Не спалось одному? Сансова комната — отнюдь не то место, где Папирусу комфортно быть. Не только из-за её хозяина, что уж говорить о пребывании в ней в момент его присутствия. Ничто — а вещи Санса можно сосчитать по пальцам руки, и пустоту Папирус считает тоже — в комнате брата ему не подходит, начиная от общей промозглости, словно оставшейся в наследство от прежнего дома, до несчастного низкого матраца, на краю которого он сейчас неудобно лежит, даже не помышляя о том, чтобы попытаться уснуть. По крайней мере, Санс не поленился снять с него защитную плёнку.

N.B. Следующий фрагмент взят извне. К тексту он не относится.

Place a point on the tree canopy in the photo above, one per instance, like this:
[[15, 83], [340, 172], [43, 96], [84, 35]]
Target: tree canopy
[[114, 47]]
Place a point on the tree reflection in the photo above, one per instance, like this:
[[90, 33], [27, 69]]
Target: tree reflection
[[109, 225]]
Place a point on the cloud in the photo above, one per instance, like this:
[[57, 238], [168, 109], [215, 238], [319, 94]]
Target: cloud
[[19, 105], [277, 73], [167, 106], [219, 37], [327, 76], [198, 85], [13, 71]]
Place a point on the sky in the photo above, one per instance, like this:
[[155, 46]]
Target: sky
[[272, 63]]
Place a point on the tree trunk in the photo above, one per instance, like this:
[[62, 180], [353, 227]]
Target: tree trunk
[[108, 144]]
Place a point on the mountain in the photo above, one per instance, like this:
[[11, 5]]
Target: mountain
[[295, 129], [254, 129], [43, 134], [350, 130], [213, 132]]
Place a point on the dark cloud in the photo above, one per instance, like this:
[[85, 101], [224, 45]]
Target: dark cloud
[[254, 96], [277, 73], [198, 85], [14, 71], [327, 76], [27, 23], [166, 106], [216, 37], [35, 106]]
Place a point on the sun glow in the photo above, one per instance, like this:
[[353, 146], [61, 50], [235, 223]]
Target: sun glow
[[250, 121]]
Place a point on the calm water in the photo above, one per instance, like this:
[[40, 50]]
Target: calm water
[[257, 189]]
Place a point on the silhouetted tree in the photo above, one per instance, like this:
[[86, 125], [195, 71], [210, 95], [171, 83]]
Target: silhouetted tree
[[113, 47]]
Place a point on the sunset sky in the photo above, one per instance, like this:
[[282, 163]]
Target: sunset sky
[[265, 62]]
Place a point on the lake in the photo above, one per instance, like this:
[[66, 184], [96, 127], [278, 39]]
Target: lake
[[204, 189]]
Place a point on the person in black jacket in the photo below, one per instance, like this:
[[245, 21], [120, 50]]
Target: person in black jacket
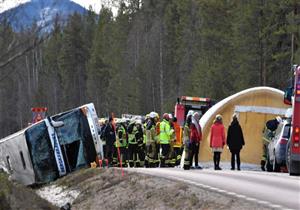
[[235, 141]]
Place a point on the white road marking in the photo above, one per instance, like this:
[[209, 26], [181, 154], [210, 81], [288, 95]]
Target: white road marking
[[266, 203]]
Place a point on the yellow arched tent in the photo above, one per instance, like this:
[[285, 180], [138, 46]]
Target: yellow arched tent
[[254, 106]]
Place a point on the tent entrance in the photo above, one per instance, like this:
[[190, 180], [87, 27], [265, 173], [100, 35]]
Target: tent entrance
[[71, 153]]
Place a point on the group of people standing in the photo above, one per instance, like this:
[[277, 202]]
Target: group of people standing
[[160, 143], [136, 143]]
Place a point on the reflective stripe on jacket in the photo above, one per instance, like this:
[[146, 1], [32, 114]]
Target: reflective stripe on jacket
[[165, 132]]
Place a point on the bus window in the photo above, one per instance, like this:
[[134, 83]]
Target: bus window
[[22, 159], [41, 153]]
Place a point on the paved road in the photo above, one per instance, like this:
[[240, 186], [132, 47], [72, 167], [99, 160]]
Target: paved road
[[275, 190]]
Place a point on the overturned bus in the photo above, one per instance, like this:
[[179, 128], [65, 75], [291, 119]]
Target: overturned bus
[[52, 147]]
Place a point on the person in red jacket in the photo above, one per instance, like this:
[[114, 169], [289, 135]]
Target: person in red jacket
[[195, 138], [217, 140]]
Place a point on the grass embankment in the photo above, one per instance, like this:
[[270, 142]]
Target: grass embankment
[[17, 196]]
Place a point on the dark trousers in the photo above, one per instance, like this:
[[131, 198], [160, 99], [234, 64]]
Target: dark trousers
[[165, 154], [217, 158], [141, 154], [109, 150], [132, 154], [194, 153], [235, 153]]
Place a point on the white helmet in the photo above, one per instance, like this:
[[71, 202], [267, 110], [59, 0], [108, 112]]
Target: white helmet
[[152, 115], [278, 118]]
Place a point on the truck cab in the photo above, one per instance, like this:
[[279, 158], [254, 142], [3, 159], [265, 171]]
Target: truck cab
[[187, 103], [293, 146]]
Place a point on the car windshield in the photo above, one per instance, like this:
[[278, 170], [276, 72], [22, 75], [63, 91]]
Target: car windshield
[[286, 131]]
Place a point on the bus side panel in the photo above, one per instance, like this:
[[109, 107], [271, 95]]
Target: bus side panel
[[94, 128], [15, 155]]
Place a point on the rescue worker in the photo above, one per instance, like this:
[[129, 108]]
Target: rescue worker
[[121, 144], [195, 138], [101, 135], [165, 133], [151, 140], [110, 138], [217, 140], [186, 141], [268, 135], [157, 141], [235, 141], [177, 147], [132, 143], [140, 162]]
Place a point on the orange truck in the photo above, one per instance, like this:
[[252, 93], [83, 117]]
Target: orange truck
[[187, 103], [292, 96]]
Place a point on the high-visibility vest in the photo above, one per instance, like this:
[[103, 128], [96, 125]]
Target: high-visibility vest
[[165, 132], [178, 133], [121, 142], [186, 133]]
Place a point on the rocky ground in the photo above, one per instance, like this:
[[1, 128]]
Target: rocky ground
[[107, 189]]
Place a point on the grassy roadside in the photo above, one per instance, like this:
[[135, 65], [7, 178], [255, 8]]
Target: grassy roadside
[[17, 196]]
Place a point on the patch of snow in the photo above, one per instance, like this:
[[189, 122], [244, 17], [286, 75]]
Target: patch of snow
[[3, 167], [57, 195], [227, 166]]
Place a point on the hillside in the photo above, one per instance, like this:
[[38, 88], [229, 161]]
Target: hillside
[[107, 189], [15, 196]]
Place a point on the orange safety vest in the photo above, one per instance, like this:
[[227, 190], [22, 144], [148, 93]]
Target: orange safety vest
[[157, 128]]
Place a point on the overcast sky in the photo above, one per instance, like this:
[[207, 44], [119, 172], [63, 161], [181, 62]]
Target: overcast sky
[[96, 4]]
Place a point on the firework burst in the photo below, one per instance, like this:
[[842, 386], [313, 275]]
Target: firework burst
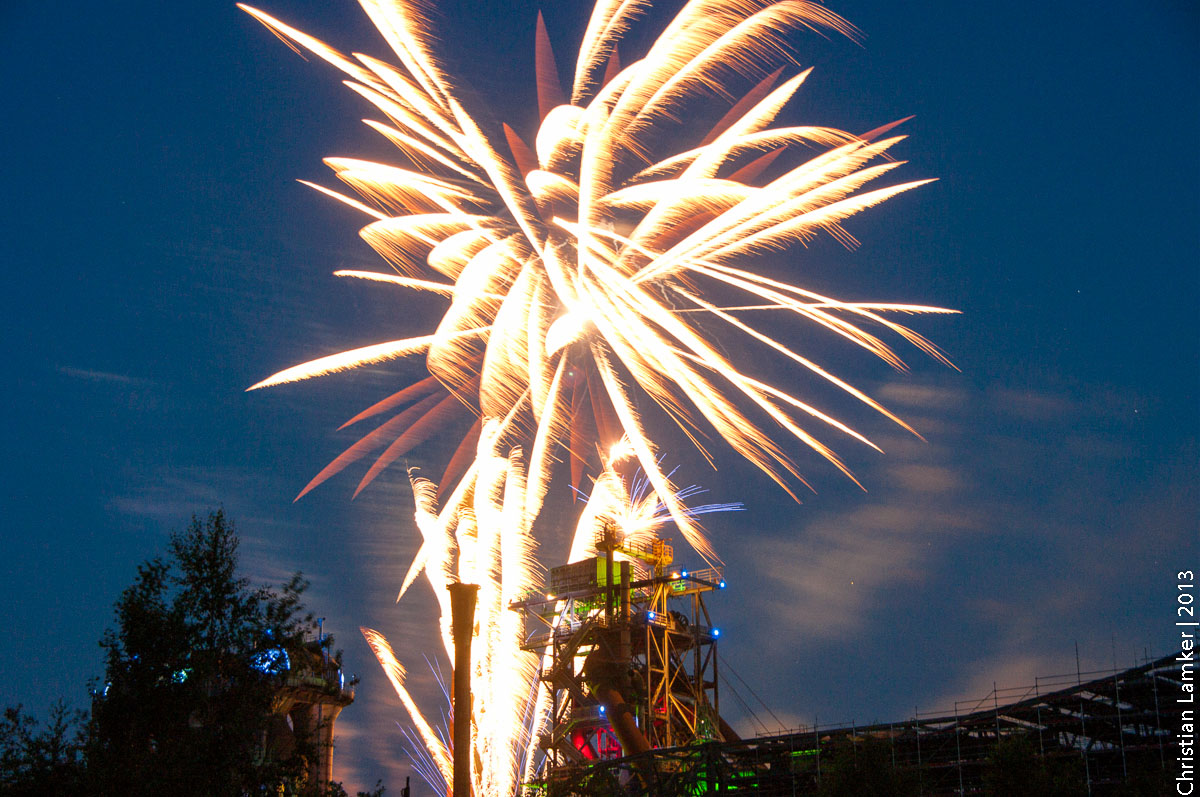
[[581, 270]]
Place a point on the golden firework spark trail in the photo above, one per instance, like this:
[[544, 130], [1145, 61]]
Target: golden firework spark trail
[[586, 268]]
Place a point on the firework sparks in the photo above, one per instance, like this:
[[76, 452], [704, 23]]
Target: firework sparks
[[577, 268], [587, 267]]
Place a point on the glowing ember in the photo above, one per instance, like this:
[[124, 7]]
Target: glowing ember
[[581, 273]]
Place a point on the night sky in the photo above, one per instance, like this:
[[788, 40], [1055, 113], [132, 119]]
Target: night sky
[[161, 257]]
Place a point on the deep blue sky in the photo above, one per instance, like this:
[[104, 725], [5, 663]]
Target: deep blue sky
[[160, 257]]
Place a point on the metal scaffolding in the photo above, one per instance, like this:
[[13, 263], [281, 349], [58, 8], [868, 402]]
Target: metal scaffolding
[[629, 659], [1103, 731]]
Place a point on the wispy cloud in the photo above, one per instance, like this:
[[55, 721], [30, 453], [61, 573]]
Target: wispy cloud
[[102, 376]]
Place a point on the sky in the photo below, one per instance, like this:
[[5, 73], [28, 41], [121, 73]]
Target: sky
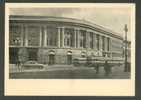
[[113, 19]]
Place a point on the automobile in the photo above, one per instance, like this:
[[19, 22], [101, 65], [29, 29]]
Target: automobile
[[32, 65]]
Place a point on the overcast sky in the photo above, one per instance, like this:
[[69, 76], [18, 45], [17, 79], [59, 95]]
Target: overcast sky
[[113, 19]]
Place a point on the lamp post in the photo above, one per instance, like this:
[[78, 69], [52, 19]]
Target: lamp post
[[126, 30]]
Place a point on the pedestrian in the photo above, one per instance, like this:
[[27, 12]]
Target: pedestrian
[[97, 69], [107, 68]]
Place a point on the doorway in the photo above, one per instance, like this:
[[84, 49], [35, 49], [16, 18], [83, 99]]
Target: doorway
[[32, 54], [51, 59], [13, 55]]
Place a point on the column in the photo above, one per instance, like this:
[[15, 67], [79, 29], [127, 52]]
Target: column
[[87, 39], [75, 32], [62, 36], [22, 35], [94, 41], [40, 43], [26, 35], [58, 39], [78, 38], [45, 36]]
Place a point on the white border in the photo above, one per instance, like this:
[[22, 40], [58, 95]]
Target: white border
[[69, 87]]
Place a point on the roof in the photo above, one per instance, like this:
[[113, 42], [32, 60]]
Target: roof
[[63, 19]]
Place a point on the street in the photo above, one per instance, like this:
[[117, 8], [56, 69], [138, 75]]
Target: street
[[68, 72]]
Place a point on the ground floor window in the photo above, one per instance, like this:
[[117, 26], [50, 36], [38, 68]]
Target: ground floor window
[[32, 54], [51, 59], [13, 55], [69, 59]]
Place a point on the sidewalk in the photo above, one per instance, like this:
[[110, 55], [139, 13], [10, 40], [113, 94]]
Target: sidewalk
[[14, 69]]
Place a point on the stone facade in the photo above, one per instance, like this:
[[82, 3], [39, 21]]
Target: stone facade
[[59, 41]]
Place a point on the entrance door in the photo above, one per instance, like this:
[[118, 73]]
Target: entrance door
[[51, 59], [69, 59], [13, 55], [32, 54]]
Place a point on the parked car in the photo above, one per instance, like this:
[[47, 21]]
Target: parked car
[[32, 65]]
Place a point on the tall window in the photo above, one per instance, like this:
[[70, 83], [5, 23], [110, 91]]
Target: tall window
[[33, 37], [52, 36], [15, 35], [97, 41], [103, 43], [83, 39], [68, 37], [108, 44], [91, 40]]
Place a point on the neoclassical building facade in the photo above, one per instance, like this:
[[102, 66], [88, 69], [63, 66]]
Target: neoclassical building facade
[[58, 40]]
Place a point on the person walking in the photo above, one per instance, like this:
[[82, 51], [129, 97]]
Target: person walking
[[107, 68]]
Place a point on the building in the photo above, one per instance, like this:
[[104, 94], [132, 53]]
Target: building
[[57, 40]]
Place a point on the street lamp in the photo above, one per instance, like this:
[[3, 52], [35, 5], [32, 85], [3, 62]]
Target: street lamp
[[126, 30]]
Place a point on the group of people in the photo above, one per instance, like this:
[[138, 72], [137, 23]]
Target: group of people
[[107, 68]]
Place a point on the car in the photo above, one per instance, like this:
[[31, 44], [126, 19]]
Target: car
[[32, 65]]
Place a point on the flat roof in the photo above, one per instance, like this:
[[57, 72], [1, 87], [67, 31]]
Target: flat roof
[[64, 19]]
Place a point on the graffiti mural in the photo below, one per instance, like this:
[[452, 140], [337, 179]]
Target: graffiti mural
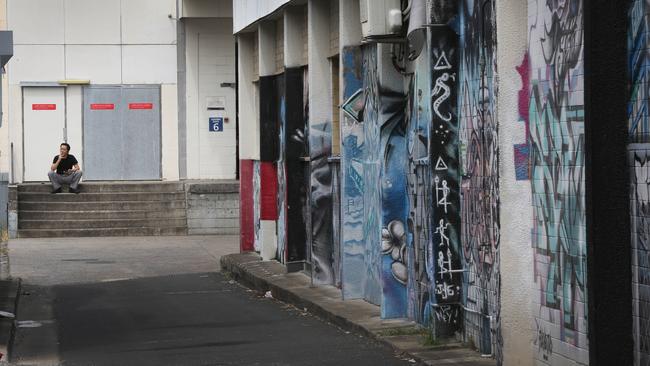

Боялся оставлять его одного? Уже лучше, но брат не настолько сентиментален, чтобы проникнуться и понять эту странно зовущую, словно физически тянущую нужду быть рядом и как можно ближе. Сансу безопасная дистанция важна не только в бою, и, возможно, он не заполняет личное пространство ещё и по этой причине. Он всегда якобы утешает, когда на самом деле кичится, что оставался один и один на один с чем бы то ни было тысячи раз, и сумел-таки не пропасть, но Папирус слишком хорошо знает, насколько чужим порой Санс может быть, чтобы в этом с ним согласиться.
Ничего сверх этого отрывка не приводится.